How To Sew A Narrow Pant Leg Silhouette
To get a ‘job’ out of the ‘To Do’ Stack DONE and back into my wardrobe took bribing myself! I had this great CREATIVE sewing up-cycle project on my heart and mind, but since that project would ‘go with’ these wool/lycra pants that have been stacked in my ‘To Do’ Bin forever – I told myself I MUST get the pants done BEFORE the fun. Like Mom always said, “Do the hard stuff first, then enjoy the fun, EZ stuff.” She would have been proud of me…..
Even those these pants were ‘narrow’ in my mind in the first place, the elastic was shot and I’d already ripped the elastic waist portion so the rest really only took about 1 hour to accomplish.
1. Put on the pant inside out (making sure that the Back is still on your Back)…so that the leg can be assessed and pinned in to some degree. For elastic waist – be SURE that what you pin in at the waist still allows for getting the pants up and down over the hips. Just realize that the pant waist won’t stretch any further than what the pant fabric does WITHOUT elastic.
2. Understand that to keep the pant on grain, that both the inseams and the outseams need to be taken in the same amount. Here’s my pant project ‘in process’.
3. I generally only do one leg at a time, then take the information from that leg to the other leg. This assumes that your body is symmetrical. If you have other ‘side’ issues, this won’t be possible, but for most – this works.

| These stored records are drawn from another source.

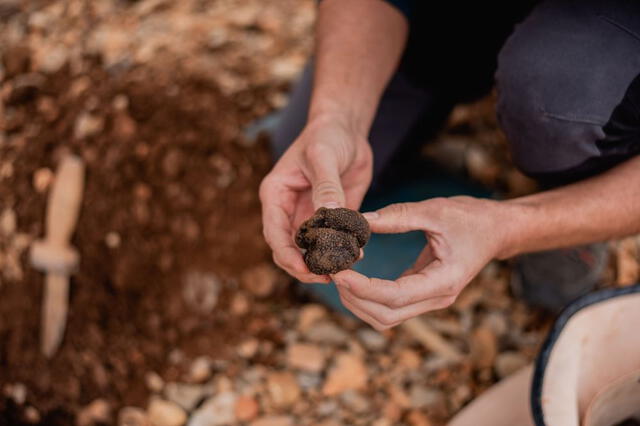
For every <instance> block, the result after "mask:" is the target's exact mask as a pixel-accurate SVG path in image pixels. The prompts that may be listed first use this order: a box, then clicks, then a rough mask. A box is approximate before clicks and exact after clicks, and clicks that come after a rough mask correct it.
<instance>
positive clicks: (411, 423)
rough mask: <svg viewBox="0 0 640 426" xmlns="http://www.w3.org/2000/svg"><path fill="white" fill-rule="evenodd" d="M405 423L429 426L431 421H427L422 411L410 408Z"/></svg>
mask: <svg viewBox="0 0 640 426" xmlns="http://www.w3.org/2000/svg"><path fill="white" fill-rule="evenodd" d="M407 423H409V425H410V426H431V425H432V423H431V422H430V421H429V418H428V417H427V416H426V414H424V413H423V412H421V411H419V410H411V411H410V412H409V414H407Z"/></svg>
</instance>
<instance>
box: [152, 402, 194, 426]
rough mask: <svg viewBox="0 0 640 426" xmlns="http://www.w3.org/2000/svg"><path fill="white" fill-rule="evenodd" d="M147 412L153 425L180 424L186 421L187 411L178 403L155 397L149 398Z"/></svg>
mask: <svg viewBox="0 0 640 426" xmlns="http://www.w3.org/2000/svg"><path fill="white" fill-rule="evenodd" d="M147 414H148V415H149V420H150V421H151V423H152V424H153V425H154V426H182V425H184V424H185V423H186V421H187V413H185V411H184V410H183V409H182V408H181V407H180V406H179V405H178V404H176V403H175V402H171V401H167V400H164V399H160V398H157V397H153V398H151V402H150V403H149V408H147Z"/></svg>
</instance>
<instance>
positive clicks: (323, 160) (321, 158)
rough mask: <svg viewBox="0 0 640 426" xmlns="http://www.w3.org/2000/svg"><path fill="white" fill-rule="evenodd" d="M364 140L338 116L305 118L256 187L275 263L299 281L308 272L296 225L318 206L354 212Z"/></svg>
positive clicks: (364, 163)
mask: <svg viewBox="0 0 640 426" xmlns="http://www.w3.org/2000/svg"><path fill="white" fill-rule="evenodd" d="M371 174H372V154H371V148H370V147H369V143H368V141H367V140H366V139H365V138H364V137H362V136H360V135H358V134H357V132H356V131H354V130H352V129H350V128H349V126H347V125H345V123H343V122H342V121H341V120H340V119H336V118H334V117H332V118H329V117H323V118H321V119H315V120H313V121H312V122H310V123H309V124H308V125H307V127H306V128H305V129H304V131H303V132H302V133H301V134H300V136H299V137H298V139H297V140H296V141H295V142H294V143H293V145H291V147H290V148H289V149H288V150H287V151H286V152H285V153H284V155H283V156H282V157H281V158H280V160H279V161H278V162H277V163H276V165H275V166H274V168H273V170H272V171H271V172H270V173H269V174H268V175H267V176H266V177H265V178H264V180H263V181H262V184H261V185H260V200H261V201H262V222H263V231H264V237H265V239H266V241H267V244H269V246H270V247H271V249H272V250H273V260H274V262H275V263H276V264H277V265H278V266H280V267H281V268H282V269H284V270H285V271H286V272H288V273H289V274H290V275H292V276H294V277H295V278H297V279H298V280H300V281H302V282H325V283H328V282H329V281H330V278H329V277H328V276H320V275H315V274H312V273H311V272H310V271H309V269H308V268H307V266H306V265H305V263H304V261H303V259H302V255H301V253H300V250H299V249H298V248H297V247H296V245H295V243H294V239H293V237H294V234H295V231H296V230H297V228H298V226H299V225H300V224H301V223H302V222H303V221H304V220H306V219H307V218H309V217H310V216H311V215H312V214H313V213H314V212H315V210H316V209H318V208H320V207H330V208H334V207H348V208H350V209H354V210H357V209H358V208H359V206H360V203H361V202H362V199H363V197H364V194H365V192H366V191H367V189H368V187H369V184H370V182H371Z"/></svg>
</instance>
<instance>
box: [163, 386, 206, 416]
mask: <svg viewBox="0 0 640 426" xmlns="http://www.w3.org/2000/svg"><path fill="white" fill-rule="evenodd" d="M204 395H205V390H204V388H203V387H202V386H201V385H190V384H187V383H167V385H166V386H165V387H164V396H165V397H166V398H167V399H168V400H169V401H172V402H175V403H176V404H178V405H179V406H181V407H182V408H184V409H185V410H186V411H191V410H193V408H194V407H195V406H196V405H197V404H198V403H199V402H200V401H202V399H203V398H204Z"/></svg>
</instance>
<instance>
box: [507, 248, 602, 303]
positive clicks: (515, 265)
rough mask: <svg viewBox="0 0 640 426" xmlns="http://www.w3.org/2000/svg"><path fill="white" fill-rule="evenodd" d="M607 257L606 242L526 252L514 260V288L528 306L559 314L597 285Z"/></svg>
mask: <svg viewBox="0 0 640 426" xmlns="http://www.w3.org/2000/svg"><path fill="white" fill-rule="evenodd" d="M608 259H609V250H608V245H607V243H596V244H589V245H585V246H579V247H572V248H567V249H560V250H549V251H541V252H537V253H530V254H525V255H522V256H519V257H517V258H516V260H515V262H514V265H513V270H512V272H511V288H512V290H513V292H514V293H515V294H516V295H517V296H519V297H521V298H522V299H524V300H525V301H526V302H527V303H528V304H529V305H532V306H536V307H539V308H543V309H546V310H547V311H551V312H554V313H557V312H559V311H560V310H562V308H564V307H565V306H566V305H568V304H569V303H570V302H572V301H573V300H575V299H577V298H578V297H580V296H582V295H584V294H587V293H589V292H590V291H592V290H594V289H595V288H596V286H597V285H598V284H599V283H600V282H601V280H602V274H603V272H604V269H605V267H606V266H607V261H608Z"/></svg>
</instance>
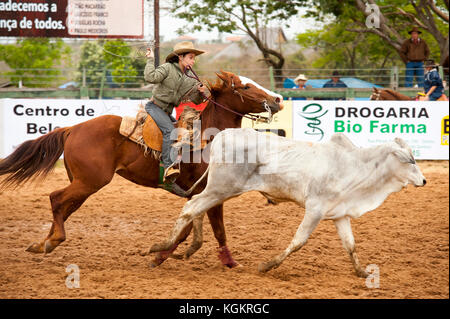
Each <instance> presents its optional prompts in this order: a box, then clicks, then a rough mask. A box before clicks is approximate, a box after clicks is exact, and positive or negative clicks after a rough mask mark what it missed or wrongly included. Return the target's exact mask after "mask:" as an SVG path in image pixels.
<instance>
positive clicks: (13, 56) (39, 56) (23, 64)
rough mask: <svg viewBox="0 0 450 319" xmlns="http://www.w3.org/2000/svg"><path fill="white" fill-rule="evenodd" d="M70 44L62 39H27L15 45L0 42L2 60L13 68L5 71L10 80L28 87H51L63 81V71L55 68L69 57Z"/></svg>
mask: <svg viewBox="0 0 450 319" xmlns="http://www.w3.org/2000/svg"><path fill="white" fill-rule="evenodd" d="M70 52H71V50H70V47H68V46H67V45H66V44H64V42H63V41H62V40H61V39H56V40H54V39H49V38H26V39H20V40H18V41H17V43H16V44H7V45H0V60H4V61H5V62H6V63H7V64H8V65H9V66H10V67H11V68H12V69H14V71H12V72H10V73H8V74H6V75H7V76H8V77H9V78H10V79H11V82H14V83H18V82H19V81H20V80H21V81H22V83H23V85H24V86H27V87H50V86H54V85H55V84H57V83H60V82H62V81H61V80H62V79H63V77H62V76H61V71H60V70H57V69H54V68H55V67H56V66H58V65H59V64H60V63H61V62H62V61H66V60H68V57H69V55H70Z"/></svg>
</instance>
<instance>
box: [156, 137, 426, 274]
mask: <svg viewBox="0 0 450 319" xmlns="http://www.w3.org/2000/svg"><path fill="white" fill-rule="evenodd" d="M206 175H208V183H207V186H206V188H205V189H204V190H203V192H201V193H200V194H198V195H195V196H193V197H192V199H191V200H190V201H188V202H187V203H186V204H185V206H184V208H183V211H182V213H181V215H180V217H179V218H178V220H177V221H176V223H175V226H174V228H173V230H172V233H171V236H170V238H169V240H168V241H166V242H164V243H161V244H155V245H154V246H153V247H152V248H151V250H150V251H151V252H154V251H161V250H167V249H168V248H169V247H171V246H172V245H173V243H174V242H175V240H176V239H177V237H178V236H179V235H180V233H181V231H182V230H183V228H184V227H185V226H186V225H188V224H189V223H190V222H191V221H192V220H193V219H194V218H197V219H196V220H197V221H199V220H200V221H201V218H202V217H203V214H204V212H205V211H207V210H208V209H210V208H211V207H214V206H216V205H218V204H220V203H222V202H224V201H226V200H227V199H229V198H232V197H235V196H238V195H240V194H242V193H245V192H248V191H259V192H261V193H263V194H264V195H265V196H266V197H268V198H269V199H271V200H273V201H275V202H279V201H293V202H296V203H297V204H299V205H300V206H302V207H305V217H304V219H303V221H302V222H301V224H300V226H299V227H298V230H297V232H296V234H295V236H294V238H293V240H292V242H291V243H290V245H289V246H288V248H287V249H286V250H285V251H284V252H282V253H281V254H279V255H278V256H276V257H275V258H274V259H272V260H270V261H269V262H266V263H262V264H260V266H259V267H258V268H259V270H260V271H261V272H265V271H268V270H270V269H272V268H276V267H278V266H279V265H280V264H281V263H282V262H283V260H284V259H285V258H286V257H287V256H289V254H291V253H292V252H294V251H296V250H298V249H300V248H301V247H302V246H303V245H304V244H305V243H306V241H307V239H308V237H309V236H310V234H311V232H312V231H313V230H314V229H315V228H316V226H317V224H318V223H319V222H320V221H321V220H323V219H331V220H333V221H334V223H335V225H336V229H337V232H338V234H339V236H340V238H341V240H342V243H343V246H344V248H345V249H346V250H347V252H348V253H349V255H350V258H351V260H352V263H353V266H354V268H355V271H356V273H357V275H359V276H361V277H366V276H367V275H368V274H367V273H366V272H365V271H364V270H363V268H362V267H361V266H360V264H359V262H358V258H357V256H356V252H355V241H354V238H353V234H352V229H351V226H350V218H358V217H360V216H362V215H363V214H364V213H366V212H368V211H371V210H374V209H376V208H377V207H378V206H379V205H381V204H382V203H383V201H384V200H385V199H386V197H387V196H388V195H389V194H391V193H393V192H397V191H400V190H401V189H402V188H403V187H406V186H407V185H408V184H412V185H414V186H424V185H425V183H426V180H425V178H424V176H423V175H422V173H421V171H420V169H419V167H418V166H417V165H416V162H415V160H414V157H413V154H412V151H411V149H410V148H409V147H408V145H407V144H406V143H405V142H404V141H403V140H402V139H400V138H396V139H395V141H394V142H390V143H386V144H382V145H379V146H375V147H370V148H359V147H356V146H355V145H353V144H352V142H351V141H350V140H349V139H348V138H347V137H346V136H345V135H343V134H335V135H333V136H332V138H331V139H330V141H328V142H325V143H308V142H301V141H294V140H290V139H286V138H282V137H278V136H275V135H272V134H270V135H269V134H264V133H258V132H256V131H254V130H253V129H227V130H225V131H222V132H220V133H219V134H217V135H216V137H215V138H214V140H213V142H212V145H211V154H210V163H209V167H208V170H207V171H206V172H205V174H204V175H203V176H202V178H201V179H200V180H199V181H197V183H196V184H195V185H194V186H193V187H192V188H191V190H190V191H192V190H193V189H195V187H196V185H197V184H198V183H199V182H200V181H201V180H202V179H203V178H204V177H205V176H206ZM198 217H201V218H198ZM195 224H196V223H194V225H195ZM198 225H199V224H198V223H197V227H198ZM200 228H201V224H200ZM197 230H198V229H197ZM200 231H201V229H200Z"/></svg>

I LOVE the Clover 5-in-1 Sewing Gauge for this task, as I don’t need to ‘read’ the measurement, AND the slider clicks and STAYS PUT! The black marker you see there is my all favorite Chakoner with WHITE chalk.
AS in the caption above, it is really simple to take the info from the first leg successfully (marked, sewn, and fitted) to the remaining pant leg. Simply align the same seams right next to each other, measure one, then go straight across to the same level on the other leg and mark the same amount of ‘take-in’.
4. Here is the BEST, FREE pressing equipment you’ll ever acquire: the hard cardboard TUBE from home dec fabric. It serves as a good, hard surface, yet lets the seam allowance fall back as you press the seam line itself so that the seam allowances don’t ’embed’ or ‘strike through’ to the outside of the pant leg. Truly a professional finish.
ALERT: Once upon a time, when my son was a little guy and he loved red crayons, he drew all over my tube – and I did not know realize it. I quickly grabbed it to press the leg seams of a silk cream plaid pant for a dressmaking customer and…………I can still hear myself screaming! Yes, the dry cleaner got it out, but my heart was in my throat and I don’t remember, but I don’t think I took it out on my little guy. Just keep your sewing tools SAFE and AWAY from the little ones!